Sirens blared loudly, piercing my ears! The high and low pitch siren raised my heart rate from its restful pace late in the night. I began to panic. Pushing buttons frantically, I couldn’t seem to think fast enough or straight enough to get my bearings. I kept pushing the wrong buttons. Everyone was going to wake-up and know what I had done. I didn’t mean to. I just wanted to go in and look to see if I still had….it wasn’t that big of a deal. But now I’ve made it a huge deal. “The police will be here soon” I dreaded in thought. “How will I explain this? Stupid!” I pummeled myself. I ran down the stairs and headed for the front door. I thought about just running out and hiding, but that wouldn’t help at this point. I had to stop the alarm before everyone awoke from their sleep and bolted for me. “The alarm won’t quit!” I panicked. Then a rather tall and large man exited the shadows of the living room and there he stood. Like a grizzly bear that had just been awakened from his hibernation, starving of course. It was…it was…it was my dad. My fear ceased and I knew the ordeal was over. He punched-in the correct security code and then received the phone call from the security company. Everyone was awakened by the incident, but everyone was fine.
You see, we were spending the night at my parents’ house in Oklahoma City. I was in my old bedroom looking for my old sports trophies. I was going to show them to the kids the next day. In order to get to them, I had to enter the attic from my 2nd story bedroom. Apparently is was alarmed.

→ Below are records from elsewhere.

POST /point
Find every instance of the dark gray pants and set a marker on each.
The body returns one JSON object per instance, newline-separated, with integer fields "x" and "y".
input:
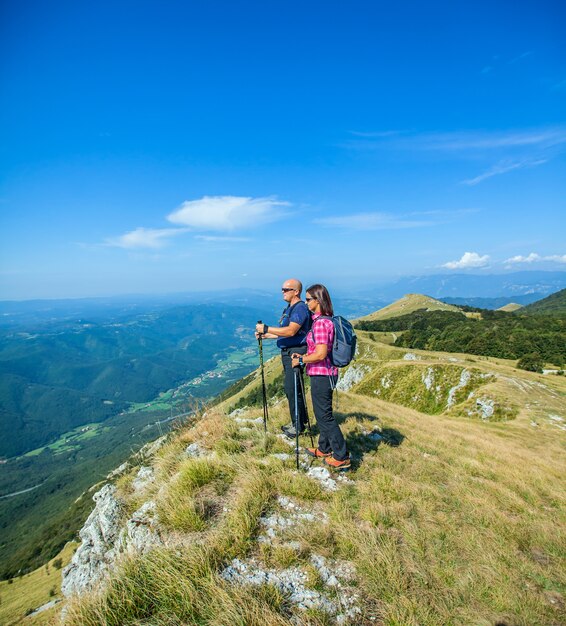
{"x": 290, "y": 384}
{"x": 331, "y": 438}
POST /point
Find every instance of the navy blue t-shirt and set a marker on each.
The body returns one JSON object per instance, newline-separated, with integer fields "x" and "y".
{"x": 298, "y": 313}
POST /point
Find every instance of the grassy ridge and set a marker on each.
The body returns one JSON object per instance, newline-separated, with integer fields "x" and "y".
{"x": 456, "y": 521}
{"x": 496, "y": 333}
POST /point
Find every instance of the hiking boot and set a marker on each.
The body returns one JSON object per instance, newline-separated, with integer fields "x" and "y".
{"x": 318, "y": 454}
{"x": 291, "y": 432}
{"x": 338, "y": 465}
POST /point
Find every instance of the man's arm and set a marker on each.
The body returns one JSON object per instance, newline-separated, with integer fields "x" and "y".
{"x": 274, "y": 332}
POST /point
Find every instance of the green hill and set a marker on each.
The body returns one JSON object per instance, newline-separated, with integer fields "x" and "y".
{"x": 438, "y": 523}
{"x": 511, "y": 307}
{"x": 553, "y": 305}
{"x": 68, "y": 374}
{"x": 407, "y": 304}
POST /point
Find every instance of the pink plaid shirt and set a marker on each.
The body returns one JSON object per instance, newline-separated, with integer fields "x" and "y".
{"x": 323, "y": 331}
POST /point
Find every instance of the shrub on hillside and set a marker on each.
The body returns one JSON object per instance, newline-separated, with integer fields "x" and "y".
{"x": 531, "y": 362}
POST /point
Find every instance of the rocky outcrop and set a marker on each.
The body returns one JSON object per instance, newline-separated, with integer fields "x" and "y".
{"x": 108, "y": 533}
{"x": 97, "y": 551}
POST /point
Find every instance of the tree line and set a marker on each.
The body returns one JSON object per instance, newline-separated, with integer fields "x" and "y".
{"x": 495, "y": 333}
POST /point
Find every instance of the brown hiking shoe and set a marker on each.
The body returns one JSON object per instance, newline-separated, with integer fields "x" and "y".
{"x": 317, "y": 453}
{"x": 338, "y": 465}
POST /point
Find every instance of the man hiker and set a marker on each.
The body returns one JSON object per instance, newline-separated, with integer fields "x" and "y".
{"x": 291, "y": 335}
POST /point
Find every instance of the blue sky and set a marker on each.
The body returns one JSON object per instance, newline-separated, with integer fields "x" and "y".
{"x": 161, "y": 147}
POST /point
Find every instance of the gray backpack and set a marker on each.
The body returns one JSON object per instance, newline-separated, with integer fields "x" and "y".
{"x": 344, "y": 344}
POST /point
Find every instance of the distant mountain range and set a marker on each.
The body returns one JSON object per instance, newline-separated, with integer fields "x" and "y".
{"x": 515, "y": 285}
{"x": 58, "y": 375}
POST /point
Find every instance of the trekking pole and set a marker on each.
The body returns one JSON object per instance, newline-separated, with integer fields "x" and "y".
{"x": 306, "y": 410}
{"x": 264, "y": 391}
{"x": 297, "y": 427}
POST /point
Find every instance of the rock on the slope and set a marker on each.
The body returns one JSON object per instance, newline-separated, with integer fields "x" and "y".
{"x": 97, "y": 550}
{"x": 118, "y": 471}
{"x": 194, "y": 450}
{"x": 352, "y": 376}
{"x": 105, "y": 536}
{"x": 152, "y": 447}
{"x": 142, "y": 530}
{"x": 144, "y": 477}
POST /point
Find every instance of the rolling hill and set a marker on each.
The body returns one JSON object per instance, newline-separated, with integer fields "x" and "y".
{"x": 553, "y": 305}
{"x": 408, "y": 304}
{"x": 511, "y": 307}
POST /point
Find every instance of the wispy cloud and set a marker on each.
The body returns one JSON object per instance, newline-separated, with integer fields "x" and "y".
{"x": 221, "y": 238}
{"x": 462, "y": 141}
{"x": 144, "y": 238}
{"x": 502, "y": 168}
{"x": 522, "y": 56}
{"x": 502, "y": 151}
{"x": 534, "y": 257}
{"x": 227, "y": 212}
{"x": 370, "y": 221}
{"x": 468, "y": 260}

I wanted to relive, to some degree, the “old days.” A door to my life that had already been shut was now being entered into. Now there’s nothing wrong with “memory lane,” but sometimes the past is best left behind. Sometimes revisiting and reliving the past isn’t such a good idea. It’s always to pray about these things before you decide to do so. This isn’t about setting off an alarm to an attic. This is about going back to what you’re comfortable with instead of living in what God has gifted you with today. Do you find yourself looking back to the “old days” when things get difficult? Do you wish it was the way it used to be? It may seem harmless to reminisce, but I don’t believe God wants us to do this. I believe God wants us to remember the past and learn from it, but I don’t think He wants us to live in it. I don’t believe God wants us to mentally and emotionally invest in living in a place that no longer exists. When we do this, we are seeking to escape the present. And I believe God wants us to cherish and fully experience the present. God knows the past and He knows the future, but He is working now in the present. We can miss Him if we aren’t in the present.
When you’re tempted to live in the past, don’t open the door. The alarm will sound and you will panic and get confused; unable to operate well. Thank God for the gift of your past, commit to gifting God your future, and trust Him in the present.